What I know so far, from the Victoria County History, is that Roebuck Lane existed by the later 18th century  and probably much earlier. A house called the Roebuck at the north end existed in 1684 and was demolished c.1855.  Also at the top of Roebuck Lane, and on its western side, was a  house called Springfields.  By1795 it was the home of Archibald Kenrick.  After his death in 1835 his son Archibald lived there; it was rebuilt probably about that time. The younger Archibald was still living there in 1850, but it subsequently became the home of W. Bullock, an iron-founder like the Kenricks. By 1860 it had been bought by Thomas Bache Salter, and it remained the Salters' home until c. 1906. In 1970 it was the social club of G. Salter & Co. Ltd. By 1836 there was a large house to the south of Springfields called Oakley; it was owned by Timothy Kenrick, son of the elder Archibald Kenrick. It was demolished c. 1960. Roebuck Street was laid out as Park Village in the 1850s; by 1970, however, the street was given over to light industry.

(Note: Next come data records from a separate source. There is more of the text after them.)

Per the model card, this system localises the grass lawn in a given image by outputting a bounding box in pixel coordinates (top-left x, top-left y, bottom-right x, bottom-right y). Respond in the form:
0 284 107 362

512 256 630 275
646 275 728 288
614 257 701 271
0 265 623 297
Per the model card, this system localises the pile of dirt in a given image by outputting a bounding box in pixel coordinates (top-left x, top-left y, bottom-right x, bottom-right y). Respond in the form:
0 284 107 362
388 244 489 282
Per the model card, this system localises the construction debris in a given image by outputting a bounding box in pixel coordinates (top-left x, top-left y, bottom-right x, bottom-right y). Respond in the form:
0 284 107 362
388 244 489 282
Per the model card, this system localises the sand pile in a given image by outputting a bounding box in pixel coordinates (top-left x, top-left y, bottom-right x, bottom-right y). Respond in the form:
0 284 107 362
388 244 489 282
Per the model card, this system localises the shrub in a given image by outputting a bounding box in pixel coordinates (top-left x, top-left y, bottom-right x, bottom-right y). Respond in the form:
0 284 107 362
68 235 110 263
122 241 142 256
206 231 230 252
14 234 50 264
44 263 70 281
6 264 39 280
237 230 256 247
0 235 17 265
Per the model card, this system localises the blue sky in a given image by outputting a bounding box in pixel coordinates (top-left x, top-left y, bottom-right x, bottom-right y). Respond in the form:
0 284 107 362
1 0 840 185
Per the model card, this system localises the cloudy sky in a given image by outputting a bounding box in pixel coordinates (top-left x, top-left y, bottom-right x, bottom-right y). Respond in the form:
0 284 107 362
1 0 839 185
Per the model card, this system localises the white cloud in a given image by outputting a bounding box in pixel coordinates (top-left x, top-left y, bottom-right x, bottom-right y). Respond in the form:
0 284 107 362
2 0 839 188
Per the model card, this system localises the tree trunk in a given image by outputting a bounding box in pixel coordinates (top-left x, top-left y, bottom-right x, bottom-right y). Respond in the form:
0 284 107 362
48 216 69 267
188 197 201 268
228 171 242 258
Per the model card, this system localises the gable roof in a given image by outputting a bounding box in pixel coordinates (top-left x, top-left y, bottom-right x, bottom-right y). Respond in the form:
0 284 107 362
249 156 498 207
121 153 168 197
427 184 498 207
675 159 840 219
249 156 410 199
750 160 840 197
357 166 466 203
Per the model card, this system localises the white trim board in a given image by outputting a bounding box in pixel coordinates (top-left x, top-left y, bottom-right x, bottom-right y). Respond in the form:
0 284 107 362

The area around Grove Crescent between Roebuck Lane and Roebuck Street was formerly occupied by the Grove and its 4-acre estate; the property was sold in 1892 and built over.

An ancient tree known as the Three Mile Oak formerly stood on the northside of the main road near the boundary; by the1830s it had disappeared, but the name was preserved by the near-by inn and toll-gate.

From: 'West Bromwich: The growth of the town', A History of the County of Stafford: Volume 17: Offlow hundred (part) (1976), pp. 4-11. URL: http://www.british-history.ac.uk/report.aspx?compid=36157  Date accessed: 22 April 2012.

No mention is made of Roebuck Street in Mary Willett’s “A History of West Bromwich, first published in 1882, but that is hardly surprising, as the book concentrates on the prominent families and large houses of the town, and does not mention the effects of the industrial revolution at all.

By 1911, the last point for which I currently have any data, the Hamiltons occupied no 17 (Gert & Walter), no 66 (Joseph  and Sarah Emily, and their younger children) and no 102 (Ernie & Gert). Joseph and Sarah Emily had been living at no 74 in 1891 and 41 in 1901. We moved into no 85 in the early 1950s and Arthur & Minnie with Brian and Alan also lived in the street but I can’t remember the number. I will have to ask Alan.

There’s a lot more to do looking at land ownership, directories etc.